That approach gave spokespeople from the Israeli army and Shin Bet security service a near total monopoly in shaping information and public consciousness, and it would be years before that status began to be undermined and that Palestinian and other journalists began to be accorded credibility. It was Al Jazeera, founded in 1996, that led the revolution in trust of Arab media as it began to report from every Arab and non-Arab capital, with cameras covering every important event.
Palestinian holds a light candle and a picture of slain Al Jazeera journalist Shireen Abu Akleh on Wednesday.AP Photo/Adel Hana
Dozens of its reporters, male and female, broke through the walls of censorship that Arab regimes had imposed, fearlessly criticizing the corruption, decay and failures of those regimes and at the same time building trust with the public in the Arab world and even beyond.
In the wars in Afghanistan and Iraq, Al Jazeera was the only network that didn’t make do with reports on military maneuvers and instead showed the damage and destruction and death that coalition forces were inflicting. Al Jazeera paid a heavy price for that. In the second Gulf War, an American plane attacked a hotel in Iraq where a team from the station was staying and killed reporter Tareq Ayoub.

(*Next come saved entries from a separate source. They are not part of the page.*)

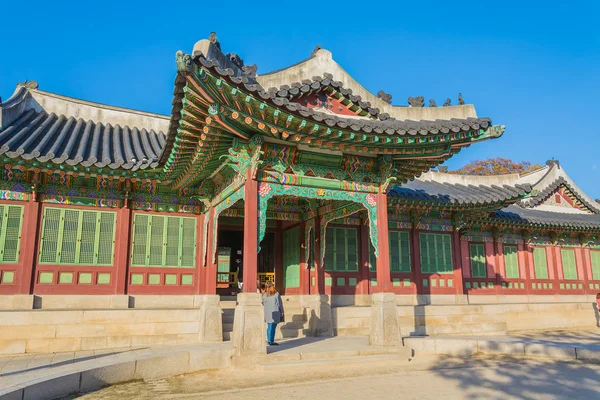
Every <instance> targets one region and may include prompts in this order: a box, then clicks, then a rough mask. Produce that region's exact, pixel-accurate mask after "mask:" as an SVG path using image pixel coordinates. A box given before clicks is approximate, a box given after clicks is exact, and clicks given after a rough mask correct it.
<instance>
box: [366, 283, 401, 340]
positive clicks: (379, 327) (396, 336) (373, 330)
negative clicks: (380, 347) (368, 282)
mask: <svg viewBox="0 0 600 400" xmlns="http://www.w3.org/2000/svg"><path fill="white" fill-rule="evenodd" d="M371 298H372V304H371V325H370V328H371V329H370V332H369V344H370V345H371V346H398V345H400V344H402V339H401V337H400V329H399V326H398V317H397V314H398V312H397V310H396V295H395V294H394V293H375V294H373V295H372V296H371Z"/></svg>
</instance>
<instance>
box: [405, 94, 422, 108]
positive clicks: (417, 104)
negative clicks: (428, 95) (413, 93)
mask: <svg viewBox="0 0 600 400" xmlns="http://www.w3.org/2000/svg"><path fill="white" fill-rule="evenodd" d="M408 104H410V106H411V107H424V106H425V97H423V96H417V97H409V98H408Z"/></svg>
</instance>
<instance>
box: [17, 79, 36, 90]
mask: <svg viewBox="0 0 600 400" xmlns="http://www.w3.org/2000/svg"><path fill="white" fill-rule="evenodd" d="M19 85H21V86H23V87H24V88H27V89H37V88H38V86H39V85H38V83H37V81H28V80H27V79H25V82H23V83H19Z"/></svg>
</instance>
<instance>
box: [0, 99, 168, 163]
mask: <svg viewBox="0 0 600 400" xmlns="http://www.w3.org/2000/svg"><path fill="white" fill-rule="evenodd" d="M165 143H166V138H165V135H164V134H163V133H162V132H155V131H154V130H151V131H148V130H146V129H142V130H140V129H138V128H137V127H134V128H130V127H128V126H124V127H121V126H119V125H115V126H112V125H110V124H106V125H104V124H101V123H95V122H92V121H90V120H88V121H84V120H83V119H81V118H80V119H75V118H74V117H68V118H67V117H66V116H64V115H58V116H57V115H56V114H54V113H51V114H47V113H46V112H44V111H40V112H37V111H35V110H29V111H27V112H25V113H23V115H21V117H20V118H18V119H17V120H15V121H14V122H13V123H12V124H10V125H9V126H8V127H6V128H5V129H4V130H3V131H2V132H0V155H2V154H4V155H6V156H7V157H9V158H17V157H22V158H24V159H26V160H33V159H36V160H38V161H40V162H48V161H51V162H53V163H55V164H62V163H67V164H68V165H73V166H74V165H78V164H81V165H82V166H84V167H91V166H92V165H96V166H97V167H105V166H109V167H110V168H111V169H117V168H125V169H145V168H148V167H156V166H157V165H158V158H159V155H160V154H161V153H162V151H163V148H164V147H165Z"/></svg>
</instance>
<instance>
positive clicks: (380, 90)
mask: <svg viewBox="0 0 600 400" xmlns="http://www.w3.org/2000/svg"><path fill="white" fill-rule="evenodd" d="M377 97H378V98H380V99H381V100H383V101H385V102H386V103H388V104H392V95H391V94H388V93H386V92H384V91H383V90H380V91H379V92H377Z"/></svg>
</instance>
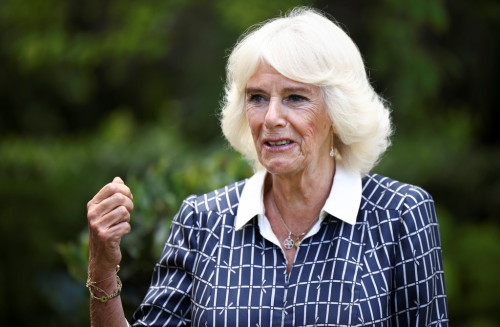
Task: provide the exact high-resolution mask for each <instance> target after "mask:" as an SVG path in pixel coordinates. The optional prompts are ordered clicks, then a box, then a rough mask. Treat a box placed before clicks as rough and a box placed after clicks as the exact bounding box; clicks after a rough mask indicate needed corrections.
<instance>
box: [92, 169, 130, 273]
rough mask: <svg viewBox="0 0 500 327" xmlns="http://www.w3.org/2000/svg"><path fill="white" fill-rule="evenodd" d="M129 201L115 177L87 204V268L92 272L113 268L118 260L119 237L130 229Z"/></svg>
mask: <svg viewBox="0 0 500 327" xmlns="http://www.w3.org/2000/svg"><path fill="white" fill-rule="evenodd" d="M132 200H133V196H132V193H131V192H130V189H129V188H128V186H127V185H125V183H124V182H123V180H122V179H121V178H120V177H115V178H114V179H113V181H112V182H111V183H109V184H107V185H105V186H104V187H103V188H102V189H101V190H100V191H99V192H98V193H97V194H96V195H95V196H94V197H93V198H92V200H90V201H89V202H88V204H87V219H88V226H89V249H90V258H89V261H90V262H89V267H90V269H91V270H92V271H93V273H95V274H96V275H101V274H106V273H109V271H114V270H115V268H116V265H118V264H119V263H120V261H121V258H122V255H121V251H120V240H121V238H122V237H123V236H124V235H125V234H127V233H129V232H130V213H131V212H132V209H133V208H134V204H133V202H132Z"/></svg>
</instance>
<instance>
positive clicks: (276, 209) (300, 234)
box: [272, 195, 317, 250]
mask: <svg viewBox="0 0 500 327" xmlns="http://www.w3.org/2000/svg"><path fill="white" fill-rule="evenodd" d="M272 202H273V205H274V208H275V209H276V212H277V213H278V216H279V217H280V219H281V222H283V225H284V226H285V228H286V230H287V231H288V236H287V237H286V238H285V240H284V241H283V247H284V248H285V249H287V250H291V249H293V247H294V246H295V247H296V248H298V247H299V246H300V242H301V240H302V237H304V236H305V235H306V233H307V231H309V229H311V227H312V226H313V225H314V223H315V222H316V219H317V218H315V219H313V221H312V222H311V224H310V225H309V226H308V227H307V228H306V229H305V230H304V231H303V232H302V233H300V234H295V233H292V231H291V230H290V228H289V227H288V225H287V224H286V222H285V219H283V216H282V215H281V212H280V209H278V206H277V205H276V202H275V201H274V195H273V198H272ZM292 236H293V238H292Z"/></svg>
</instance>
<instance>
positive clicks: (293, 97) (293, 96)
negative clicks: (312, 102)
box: [288, 94, 307, 102]
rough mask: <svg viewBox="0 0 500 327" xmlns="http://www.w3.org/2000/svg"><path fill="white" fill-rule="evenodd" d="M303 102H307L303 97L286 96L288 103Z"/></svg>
mask: <svg viewBox="0 0 500 327" xmlns="http://www.w3.org/2000/svg"><path fill="white" fill-rule="evenodd" d="M305 100H307V98H306V97H305V96H302V95H298V94H292V95H289V96H288V101H290V102H301V101H305Z"/></svg>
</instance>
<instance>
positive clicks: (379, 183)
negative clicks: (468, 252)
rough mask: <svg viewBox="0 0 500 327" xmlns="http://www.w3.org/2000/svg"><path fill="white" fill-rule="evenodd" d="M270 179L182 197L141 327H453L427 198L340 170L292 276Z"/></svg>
mask: <svg viewBox="0 0 500 327" xmlns="http://www.w3.org/2000/svg"><path fill="white" fill-rule="evenodd" d="M264 176H265V173H260V174H259V173H258V174H256V175H254V176H253V177H252V178H251V179H249V180H248V181H241V182H237V183H234V184H232V185H229V186H226V187H224V188H222V189H220V190H217V191H214V192H211V193H208V194H205V195H202V196H199V197H196V196H191V197H189V198H187V199H186V200H185V201H184V203H183V204H182V206H181V209H180V211H179V212H178V214H177V215H176V216H175V218H174V221H173V222H172V225H171V232H170V235H169V237H168V240H167V244H166V246H165V249H164V252H163V254H162V256H161V258H160V260H159V262H158V263H157V265H156V267H155V269H154V272H153V277H152V282H151V286H150V288H149V290H148V292H147V294H146V297H145V298H144V300H143V303H142V304H141V305H140V307H139V308H138V310H137V311H136V312H135V314H134V322H133V324H132V325H133V326H187V325H193V326H252V327H257V326H448V316H447V307H446V295H445V288H444V280H443V267H442V259H441V244H440V238H439V228H438V223H437V220H436V214H435V209H434V203H433V200H432V198H431V196H430V195H429V194H428V193H426V192H425V191H424V190H422V189H421V188H419V187H416V186H412V185H408V184H403V183H400V182H397V181H394V180H391V179H389V178H386V177H383V176H380V175H376V174H369V175H367V176H366V177H364V178H363V179H362V180H361V178H359V177H357V178H356V177H354V178H353V176H352V175H349V173H347V172H346V171H345V170H344V169H342V167H341V166H339V167H338V168H337V172H336V174H335V179H334V183H333V187H332V191H331V193H330V197H329V198H328V200H327V202H326V203H325V207H324V208H323V212H322V215H321V219H320V221H319V222H318V223H317V224H316V225H315V226H314V227H313V229H312V230H311V231H310V232H309V233H308V235H307V236H306V237H305V238H304V240H303V242H302V243H301V245H300V247H299V249H298V251H297V255H296V258H295V262H294V265H293V268H292V270H291V272H290V273H289V274H288V273H287V271H286V267H287V264H286V259H285V256H284V254H283V250H282V249H281V248H280V247H279V242H278V241H277V239H276V236H274V234H272V230H271V229H270V226H269V222H268V221H267V218H265V215H264V211H263V202H262V185H263V181H264ZM247 186H248V187H247ZM244 190H246V191H247V192H243V191H244ZM346 190H347V191H348V192H346ZM243 193H245V194H243ZM240 203H241V206H240V205H239V204H240ZM252 203H253V206H252V205H251V204H252ZM242 209H245V210H246V211H245V213H241V214H238V212H239V210H242ZM353 209H355V210H353ZM353 213H354V215H353ZM266 223H267V225H266ZM237 225H239V226H237ZM273 237H274V238H273Z"/></svg>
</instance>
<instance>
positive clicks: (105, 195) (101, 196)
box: [87, 182, 132, 207]
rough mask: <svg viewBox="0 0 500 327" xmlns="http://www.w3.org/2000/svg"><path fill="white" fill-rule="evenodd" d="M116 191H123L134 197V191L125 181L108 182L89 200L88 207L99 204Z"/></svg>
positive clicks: (114, 192) (109, 196) (116, 191)
mask: <svg viewBox="0 0 500 327" xmlns="http://www.w3.org/2000/svg"><path fill="white" fill-rule="evenodd" d="M115 193H121V194H123V195H125V196H127V197H129V198H130V199H132V192H131V191H130V188H129V187H128V186H127V185H125V184H123V183H115V182H111V183H109V184H106V185H105V186H104V187H103V188H102V189H101V190H99V192H98V193H97V194H96V195H95V196H94V197H93V198H92V200H90V201H89V203H88V204H87V207H89V206H90V205H92V204H98V203H100V202H102V201H103V200H105V199H107V198H108V197H110V196H111V195H113V194H115Z"/></svg>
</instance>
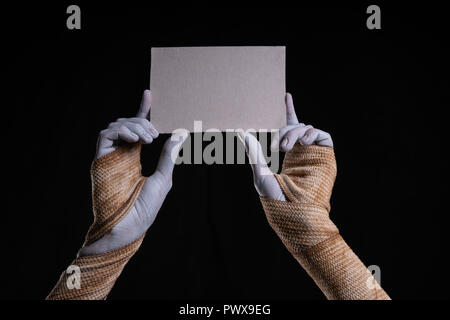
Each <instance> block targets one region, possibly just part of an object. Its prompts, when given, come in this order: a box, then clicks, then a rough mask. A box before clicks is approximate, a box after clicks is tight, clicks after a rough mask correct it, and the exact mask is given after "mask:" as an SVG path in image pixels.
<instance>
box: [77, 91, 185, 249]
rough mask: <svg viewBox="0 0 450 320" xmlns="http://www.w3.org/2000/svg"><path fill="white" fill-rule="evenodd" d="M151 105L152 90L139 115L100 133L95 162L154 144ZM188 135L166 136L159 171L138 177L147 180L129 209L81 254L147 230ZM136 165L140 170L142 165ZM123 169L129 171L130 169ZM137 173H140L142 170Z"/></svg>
mask: <svg viewBox="0 0 450 320" xmlns="http://www.w3.org/2000/svg"><path fill="white" fill-rule="evenodd" d="M150 108H151V92H150V90H145V91H144V94H143V96H142V101H141V105H140V108H139V111H138V113H137V115H136V117H133V118H120V119H117V121H116V122H113V123H111V124H109V126H108V128H107V129H105V130H103V131H101V132H100V135H99V137H98V143H97V153H96V157H95V158H96V161H99V159H100V158H102V157H105V156H107V155H108V154H111V153H113V152H116V151H117V149H118V148H128V147H129V146H134V148H140V146H139V145H145V144H151V143H152V142H153V140H154V139H156V138H158V135H159V133H158V131H157V130H156V129H155V128H154V127H153V125H152V123H151V122H150ZM186 137H187V132H186V133H185V134H183V135H180V136H175V135H173V136H172V137H170V138H168V139H167V141H166V142H165V144H164V147H163V149H162V152H161V155H160V158H159V162H158V165H157V168H156V171H155V172H154V173H153V174H152V175H151V176H150V177H148V178H145V177H139V178H140V179H143V180H145V182H144V183H143V186H142V189H141V191H140V193H139V195H138V196H137V198H136V201H135V203H134V205H133V206H132V207H131V209H130V210H129V212H127V213H126V215H125V216H124V217H123V218H122V219H121V220H120V221H118V223H117V224H116V225H115V226H114V227H113V228H112V229H111V230H110V231H108V232H107V233H106V234H105V235H103V236H102V237H101V238H100V239H98V240H96V241H95V242H93V243H90V244H87V245H85V246H84V247H83V248H82V249H81V250H80V255H89V254H99V253H103V252H107V251H110V250H114V249H117V248H120V247H123V246H124V245H126V244H128V243H131V242H132V241H134V240H136V239H138V238H139V237H140V236H142V235H143V234H144V233H145V232H146V231H147V229H148V228H149V227H150V226H151V225H152V223H153V221H154V220H155V218H156V215H157V213H158V211H159V209H160V208H161V206H162V204H163V202H164V199H165V198H166V195H167V193H168V192H169V190H170V189H171V187H172V172H173V168H174V160H175V159H172V157H174V156H175V157H176V155H177V154H178V150H179V149H180V147H181V145H182V143H183V141H184V139H186ZM126 145H129V146H126ZM131 150H133V148H132V149H130V152H133V151H131ZM137 153H139V152H137ZM138 158H139V155H137V160H139V159H138ZM137 165H138V166H139V171H140V165H139V164H137ZM94 167H95V163H94ZM124 169H125V170H129V168H124ZM124 173H125V172H124ZM137 175H138V176H139V175H140V172H139V173H138V174H137ZM126 179H128V178H124V179H123V180H122V179H115V180H114V181H108V183H113V184H122V183H124V180H126ZM93 187H94V188H95V187H96V186H95V185H94V186H93ZM109 187H110V188H113V187H114V186H113V185H110V186H109Z"/></svg>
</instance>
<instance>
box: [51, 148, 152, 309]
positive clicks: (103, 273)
mask: <svg viewBox="0 0 450 320" xmlns="http://www.w3.org/2000/svg"><path fill="white" fill-rule="evenodd" d="M140 152H141V145H140V144H139V143H136V144H126V145H123V146H121V147H119V148H118V149H117V150H115V151H113V152H111V153H109V154H107V155H105V156H104V157H101V158H99V159H97V160H95V161H94V162H93V163H92V166H91V179H92V202H93V211H94V222H93V224H92V225H91V227H90V229H89V231H88V234H87V236H86V239H85V245H88V244H91V243H93V242H95V241H96V240H98V239H100V238H102V237H103V236H104V235H106V234H107V233H108V232H110V231H111V230H112V228H113V227H114V226H115V225H116V224H117V223H118V222H119V221H120V220H121V219H122V218H123V217H125V215H126V214H127V213H128V212H129V211H130V209H131V208H132V207H133V206H134V203H135V202H136V199H137V197H138V196H139V193H140V192H141V190H142V187H143V186H144V183H145V180H146V177H144V176H142V174H141V162H140ZM144 236H145V234H144V235H142V236H141V237H140V238H138V239H137V240H135V241H133V242H132V243H130V244H128V245H126V246H124V247H122V248H119V249H116V250H112V251H109V252H106V253H103V254H96V255H88V256H82V257H77V258H76V259H75V260H74V261H73V262H72V265H71V266H72V268H70V269H69V268H68V270H67V271H64V272H63V273H62V275H61V277H60V279H59V281H58V283H57V284H56V286H55V287H54V288H53V290H52V291H51V292H50V294H49V295H48V296H47V299H49V300H72V299H74V300H85V299H86V300H94V299H105V298H106V297H107V295H108V294H109V292H110V291H111V289H112V287H113V286H114V283H115V282H116V280H117V278H118V277H119V275H120V273H121V272H122V270H123V268H124V266H125V265H126V263H127V262H128V260H130V258H131V257H132V256H133V255H134V253H135V252H136V251H137V250H138V249H139V247H140V245H141V243H142V240H143V239H144ZM69 270H70V272H69Z"/></svg>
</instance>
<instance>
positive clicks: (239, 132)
mask: <svg viewBox="0 0 450 320" xmlns="http://www.w3.org/2000/svg"><path fill="white" fill-rule="evenodd" d="M237 136H238V137H239V140H240V141H241V142H242V143H243V144H244V146H245V152H246V153H247V156H248V159H249V161H250V165H251V166H252V170H253V176H254V178H255V181H256V178H259V177H261V176H266V175H273V173H272V171H270V169H269V167H268V166H267V162H266V158H265V157H264V152H263V150H262V147H261V144H260V143H259V141H258V139H256V137H255V136H254V135H252V134H251V133H248V132H244V131H243V130H237Z"/></svg>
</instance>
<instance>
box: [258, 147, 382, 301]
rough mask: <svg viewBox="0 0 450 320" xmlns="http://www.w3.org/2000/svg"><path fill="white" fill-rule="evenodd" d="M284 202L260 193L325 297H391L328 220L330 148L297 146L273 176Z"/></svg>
mask: <svg viewBox="0 0 450 320" xmlns="http://www.w3.org/2000/svg"><path fill="white" fill-rule="evenodd" d="M275 177H276V179H277V181H278V183H279V184H280V186H281V189H282V190H283V192H284V194H285V196H286V198H287V199H288V200H287V201H278V200H271V199H268V198H263V197H261V202H262V205H263V207H264V211H265V213H266V216H267V219H268V221H269V224H270V225H271V227H272V228H273V229H274V230H275V232H276V233H277V234H278V236H279V237H280V239H281V241H282V242H283V243H284V245H285V246H286V247H287V249H288V250H289V251H290V252H291V253H292V255H293V256H294V257H295V258H296V259H297V261H298V262H299V263H300V264H301V265H302V266H303V268H304V269H305V270H306V272H307V273H308V274H309V275H310V276H311V277H312V279H313V280H314V281H315V283H316V284H317V285H318V286H319V288H320V289H321V290H322V292H323V293H324V294H325V296H326V297H327V298H328V299H339V300H390V298H389V296H388V295H387V294H386V292H385V291H384V290H383V289H382V288H381V287H380V286H379V284H378V283H377V282H376V280H375V278H374V277H373V276H372V273H371V272H370V271H369V270H368V269H367V268H366V267H365V266H364V264H363V263H362V262H361V260H359V258H358V256H357V255H356V254H355V253H354V252H353V251H352V250H351V249H350V247H349V246H348V245H347V244H346V243H345V241H344V239H343V238H342V237H341V235H340V234H339V230H338V228H337V227H336V226H335V225H334V223H333V222H332V221H331V220H330V218H329V211H330V197H331V192H332V189H333V185H334V181H335V178H336V160H335V157H334V150H333V148H330V147H324V146H316V145H311V146H301V145H299V144H296V145H295V146H294V148H293V149H292V150H291V151H289V152H287V153H286V156H285V159H284V162H283V169H282V171H281V174H279V175H275Z"/></svg>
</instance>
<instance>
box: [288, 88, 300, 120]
mask: <svg viewBox="0 0 450 320" xmlns="http://www.w3.org/2000/svg"><path fill="white" fill-rule="evenodd" d="M286 123H287V125H291V124H298V119H297V115H296V114H295V108H294V100H293V99H292V95H291V94H290V93H286Z"/></svg>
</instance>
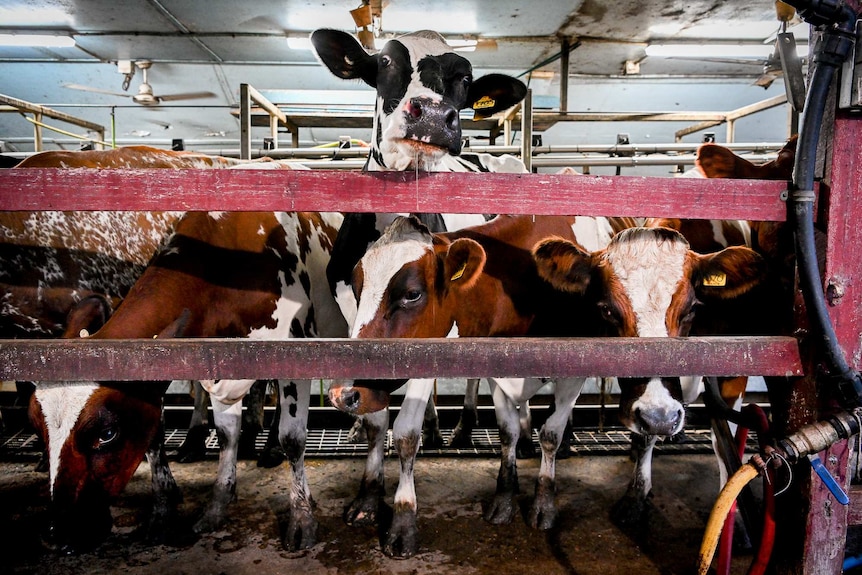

It wasn’t a “regrettable incident.” Al Jazeera had been the target. Al Jazeera’s reputation preceded it to the extent that even American networks bought footage from the Qatar-based network for their coverage of the war. Al Jazeera entered a collision course with Arab regimes whose leaders it criticized and in the process sparked one of the most serious crises to erupt between Arab countries and the ruling family in Qatar, which owns the network. That reached its peak when Egypt, Saudi Arabia and the UAE imposed a boycott and economic blockade on Qatar. One of the main conditions for lifting it was a halt to Al Jazeera broadcasts.
Al Jazeera is a professional network, but it is not objective, just as no media outlet can be objective if it wishes to shape public opinion. In Israel there is a different customary division among foreign media, and it’s not based on their objectivity. As it is mockingly asked in Israel: “Is the media outlet or journalistic objective in favor of Israel or against it?”
Although it was the first Arab network to host Israeli journalists, experts and politicians, Al Jazeera is considered pro-Palestinian. As such, all of its reporters and staff are labelled as “enemies.”
Shireen Abu Akleh “earned” that description as well. Her reporting was courageous, direct, reliable and professional. It was based on many years of reporting on the ground as well as in-depth investigating and a wide familiarity with the Palestinian society into which she was born. It gave her high standing and media authority that turned her into a powerful media personality in the Arab world.
At the same time, she became a tough adversary of government and Israeli army spokespeople when she refuted their reports and claims. The regret over her death is not just personal. It’s a resounding professional loss of someone who had managed to put the Israeli-Palestinian conflict, Palestinian society and the scenes of the occupation in the forefront of Arab and world public opinion.